The linear mixed-effects analysis of behavioral data showed that the likelihood of participants showing less friendly and more aggressive responses increased with the increase of stimuli aversiveness. In other words, participants’ behavior in this model was partly reactive. To reveal how the association between stimuli valence and response type is mediated by brain activity, EEG data were projected into the source space, and multilevel mediation analysis was performed using emotional stimulus category as the predictor, behavioral response as the outcome, and EEG source-level oscillatory power as the mediator. Event-related theta activity in the right temporoparietal junction (rTPJ) significantly mediated the association between the predictor and the outcome.

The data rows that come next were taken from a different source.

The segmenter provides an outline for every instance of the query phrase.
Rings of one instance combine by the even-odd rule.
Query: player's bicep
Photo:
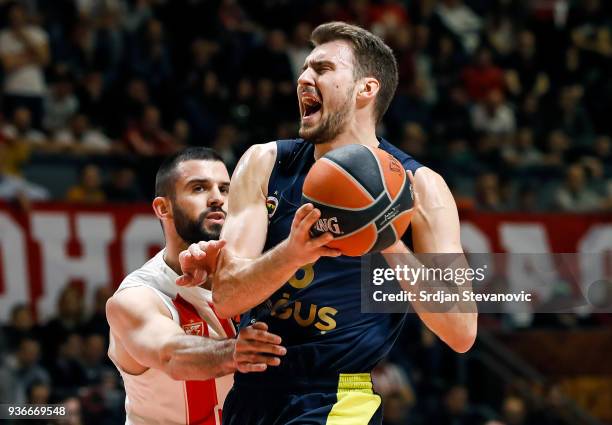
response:
[[[275,159],[275,143],[252,146],[232,175],[221,239],[227,242],[225,250],[235,256],[253,258],[263,251],[268,231],[266,192]]]
[[[127,352],[143,366],[160,368],[166,342],[183,334],[161,299],[146,287],[124,289],[106,304],[111,331]]]
[[[421,167],[414,175],[414,192],[418,197],[411,222],[415,252],[463,252],[457,205],[444,179]]]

It has been repeatedly shown that event-related theta synchronization correlates with emotion processing (Aftanas et al., 2003; Bekkedal et al., 2011; Güntekin and Başar, 2014; Knyazev, 2007). This task, both at the perceptual and at the response stages, was clearly associated with emotion. The rTPJ is involved in taking the perspective of others and inferring their mental states (Saxe, 2006; Van Overwalle and Baetens, 2009). It is considered a key node of the social brain because it plays a critical role in the theory of mind, empathy, and social interactions (Decety and Lamm, 2007; Zaitchik et al., 2010; Tang et al., 2016).

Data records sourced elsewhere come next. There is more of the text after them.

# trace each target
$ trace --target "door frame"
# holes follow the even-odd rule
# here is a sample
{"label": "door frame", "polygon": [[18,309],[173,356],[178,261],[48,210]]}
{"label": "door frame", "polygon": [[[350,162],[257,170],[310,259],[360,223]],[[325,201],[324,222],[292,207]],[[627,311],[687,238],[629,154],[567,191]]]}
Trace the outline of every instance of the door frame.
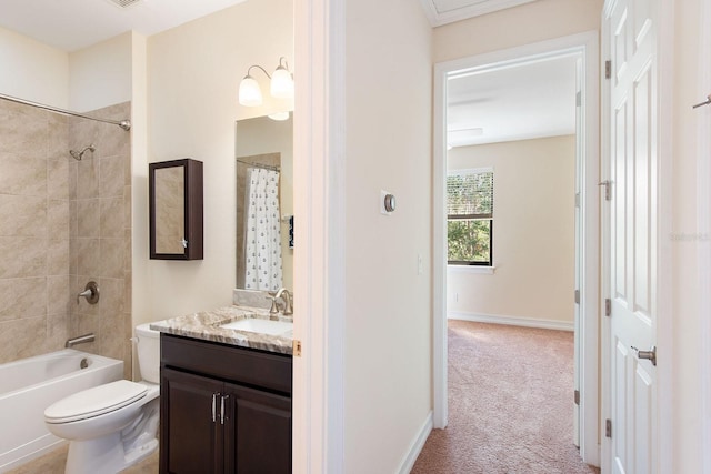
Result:
{"label": "door frame", "polygon": [[[599,416],[599,31],[587,31],[548,41],[530,43],[517,48],[494,51],[434,65],[433,103],[433,246],[432,246],[432,383],[433,383],[433,427],[443,428],[448,424],[447,402],[447,213],[445,213],[445,111],[448,74],[463,69],[499,68],[503,64],[529,62],[535,58],[554,57],[563,53],[580,53],[584,65],[582,78],[581,107],[584,124],[581,173],[581,288],[580,288],[580,454],[585,463],[600,464],[598,433]],[[572,295],[571,295],[572,297]],[[571,393],[571,401],[573,394]]]}
{"label": "door frame", "polygon": [[[608,17],[617,0],[605,0],[601,16],[601,61],[611,57],[611,44],[608,33]],[[657,229],[657,350],[661,357],[657,363],[657,441],[652,448],[657,451],[657,472],[673,472],[673,305],[672,305],[672,157],[673,157],[673,112],[674,112],[674,0],[660,0],[657,30],[658,53],[658,134],[659,134],[659,181],[658,181],[658,229]],[[610,174],[610,124],[612,121],[610,107],[610,83],[601,77],[601,173],[602,180]],[[602,206],[602,268],[601,268],[601,300],[610,296],[610,210]],[[601,346],[607,347],[601,353],[601,394],[602,416],[600,417],[601,433],[604,432],[605,418],[610,418],[611,390],[609,376],[612,371],[612,355],[610,353],[611,325],[607,317],[601,322]],[[663,410],[662,410],[663,407]],[[603,474],[612,472],[610,458],[610,440],[602,437]]]}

Our data show that, even in a simplified task like this one, reactive social behaviors involve the activation of higher-level cortical social circuits, and we need the ability and willingness to pay attention and correctly interpret nonverbal signs from the interaction partner, as well as to tune our own behavior accordingly. This latter notion is confirmed by the fact that the strength of mediation was positively associated with the personality trait of agreeableness, which explained up to 25% of its variability, suggesting that the brain mechanism underlying reactive social behavior is more active in agreeable individuals.

On the face of it, this association between agreeableness and reactive social behavior may seem counter-intuitive. One would expect it to be associated with friendly behavior independently of a person’s opponent’s display. However, agreeableness is specifically associated with cooperativeness (Denissen and Penke, 2008; Pothos et al., 2011), and reactive behavior in the social interaction model could actually be seen as a kind of cooperation. Overall, individuals automatically use appearance-based cues to predict the trustworthiness of their interaction partner and to condition their behavior on these judgments (Chang et al., 2010; DeSteno et al., 2012; Posten et al., 2014). Being naturally predisposed to cooperation, agreeable individuals seem to be more apt to do just that.

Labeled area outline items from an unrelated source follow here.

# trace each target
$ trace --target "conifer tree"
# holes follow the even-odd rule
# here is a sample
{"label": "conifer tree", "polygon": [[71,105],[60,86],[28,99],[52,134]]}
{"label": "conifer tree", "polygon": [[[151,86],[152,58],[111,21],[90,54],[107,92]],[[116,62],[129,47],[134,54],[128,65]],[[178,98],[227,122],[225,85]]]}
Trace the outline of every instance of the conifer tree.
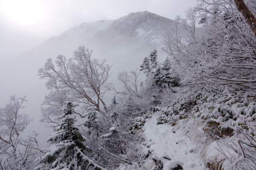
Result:
{"label": "conifer tree", "polygon": [[146,57],[144,58],[142,64],[140,65],[140,71],[142,71],[143,73],[145,74],[147,76],[148,76],[151,72],[150,67],[149,59],[148,57]]}
{"label": "conifer tree", "polygon": [[45,149],[43,156],[37,159],[35,170],[46,167],[46,169],[73,170],[78,166],[81,169],[87,169],[90,166],[94,169],[105,169],[84,154],[88,148],[84,144],[85,139],[74,125],[76,119],[74,107],[72,103],[68,102],[64,107],[63,113],[58,118],[56,131],[47,139],[50,147]]}
{"label": "conifer tree", "polygon": [[157,68],[157,51],[155,49],[150,53],[148,57],[150,61],[150,67],[151,71],[156,70]]}
{"label": "conifer tree", "polygon": [[98,111],[93,108],[89,110],[88,111],[88,115],[86,116],[87,120],[84,125],[88,128],[88,133],[89,135],[92,134],[92,131],[95,131],[98,136],[99,133],[101,131],[98,122],[97,115],[98,115]]}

It is suggested that the tendency to pay attention to the mental states of others is a central aspect of agreeableness (Nettle and Liddle, 2008). Converging evidence indicates that highly agreeable people tend to make emotional attribution decisions more quickly and exhibit greater rTPJ activity during emotion attribution decisions compared to less agreeable people (Haas et al., 2015). On the other hand, low agreeableness associated with borderline personality traits is characterized by hypoactivity in the rTPJ during an emotional perspective-taking task (Haas and Miller, 2015).

Our analysis of the direction of mediation effects showed that in agreeable participants, the mediation of a reactive response is mostly driven by a tendency to respond to happy faces with friendly choices. Overall, our data show that reactivity during social interactions should not be dismissed as a kind of inferior behavior driven by circumstance or the environment but should be considered as an important part of reciprocity, which is accompanied by activation of higher-level centers of our social brain and is more pronounced in agreeable individuals who are naturally predisposed to be cooperative.

These findings are described in the article entitled Personality and EEG correlates of reactive social behavior, recently published in the journal Neuropsychologia.